Solanas had a turbulent childhood. She said her father regularly sexually abused her and she had a volatile relationship with her mother and stepfather after her parents' divorce. She was sent to live with her grandparents but ran away after being physically abused by her alcoholic grandfather. Solanas came out as a lesbian in the 1950s. After graduating with a degree in psychology from the University of Maryland, College Park, Solanas relocated to Berkeley, California, where she began writing her most notable work, the SCUM (Society for Cutting Up Men) Manifesto, which urged women to "overthrow the government, eliminate the money system, institute complete automation and eliminate the male sex."

Solanas moved to New York City in the mid-1960s. She met pop artist Andy Warhol and asked him to produce her play Up Your Ass. She gave him her script, which she later accused him of losing or stealing. After Solanas demanded financial compensation for the lost script, Warhol hired her to perform in his film, I, a Man, paying her $25. In 1967, Solanas began self-publishing the SCUM Manifesto. Olympia Press owner Maurice Girodias offered to publish Solanas's future writings, and she understood the contract to mean that Girodias would own her writing. Convinced that Girodias and Warhol were conspiring to steal her work, Solanas purchased a gun in early 1968.

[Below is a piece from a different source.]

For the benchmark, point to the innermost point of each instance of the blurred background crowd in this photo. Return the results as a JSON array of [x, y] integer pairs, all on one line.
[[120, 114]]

On June 3, 1968, she went to The Factory, where she found Warhol. She shot at Warhol three times, the first two shots missing and the third wounding Warhol. She also shot art critic Mario Amaya and attempted to shoot Warhol's manager, Fred Hughes, point blank, but the gun jammed. Solanas then turned herself in to the police. She was charged with attempted murder, assault, and illegal possession of a gun. She was diagnosed with paranoid schizophrenia and pleaded guilty to "reckless assault with intent to harm," serving a three-year prison sentence, including treatment in a psychiatric hospital. After her release, she continued to promote the SCUM Manifesto. She died in 1988 of pneumonia in San Francisco.